2008 sonrası karlılık krizi aşmak için gelişmiş dünyada finansallaşma sürekli bir genişleme içinde olmuştu. Merkez Bankaları neredeyse bedavaya şirketlere trilyonlarca dolar, Euro sağlamıştı. Bu parayla finansal sermaye, ekonomik canlılık göstermeye devam eden “yükselen piyasalar”a verdiği borçlar karşılığında faiz alarak bu ülkelerde emekçilerin vahşice sömürüsü üzerinden yaratılan artı-değerden tırtıklama imkanı bulmuştu. 2008 krizi sonrasındaki dönemde küresel ekonomiyi ayakta tutan Çin olmuş ve hammadde talebiyle gelişmekte olan piyasaları canlandırmıştı. Ancak artık Çin de aynı hızda büyümüyor, ekonomisi borç sarmalına girdi, gelişmekte olan ülkelerin ekonomilerin itki vermiyor. Aksine 2000’li yıllar boyunca çok borçlanan ve pandemi döneminde borçları zirve yapan gelişmekte olan ülkelerin bir kısmının 2015’te Yunanistan, 2019’da Lübnan örneğinde olduğu gibi batması ihtimali var.
Emperyalizmin merkez ülkeleri bu sefer çok daha büyük meblağlarla bir parasal genişleme politikası yaşama geçirmeyi hedeflese de işler eskisinden daha kötü durumda. Mesela küresel rezerv para olma özelliğine dayanarak sınırsız para basabileceğini düşünen ABD için tehlike çanları çalıyor. ABD’de enflasyon artışının kapıda olduğu; %3’leri bulabilecek bir enflasyon beklentisinin varlığı konuşuluyor. Enflasyon iyiden iyiye yükseldiğinde bedavaya kredi verip para basmaya devam edemezler. Ellerindeki “en güçlü(!)” krizle mücadele aracı da böylece boşa çıkmış olur. En kırılgan ekonomiler olarak geçen Türkiye, Brezilya gibi ülkelerin ise böyle bir opsiyonu yok bile; bu ekonomilerde para basmak yerel paranın hızla değer kaybetmesi, enflasyon ve faiz artışı özetle krizin fişeklenmesi demekten başka bir anlam taşımıyor.

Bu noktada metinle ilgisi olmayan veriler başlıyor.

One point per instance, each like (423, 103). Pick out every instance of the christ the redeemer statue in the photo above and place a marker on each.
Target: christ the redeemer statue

Kısacası pandemi sonrasında bütün dünyada seri sosyal patlamalar beklemek hiç de abartılı olmaz. Sınıflar arası makasın açılması, artan yoksulluk ve işsizlik madalyonun bir yüzü. Diğer tarafta ise dünyanın birçok ülkesinde burjuva hükümetlerin borç bataklığında çökecek olması var. Birleşmiş Milletler, dünyanın son 50 yılın en kötü gıda kriziyle karşı karşıya olduğu konusunda uyarmıştı. Artan gıda fiyatlarının yoksul ülkelerde toplumsal patlamaları şiddetlendirmesini bekleyebiliriz. 2008 ve 2011’de gıda fiyatlarındaki şiddetli yükselişlerin yoksul ülkelerdeki sosyal patlamaları nasıl şiddetlendirdiğini hepimiz hazırlıyoruz. Bütün bunların bir bileşkesi olarak pandemi sonrası dünyada sınıf mücadelesinin keskinleşeceğini tahmin etmek için kahin olmaya gerek yok.
2021’de şayet aşı etkili olur ve pandemi gündemden düşerse toplumsal mücadeleler de yeniden alevlenecek; 2021 ve devamı isyan yılları olarak tarihe geçecektir. Peki bu isyan dalgası zaferle taçlanacak mı; bu da sonraki yazının konusu olsun.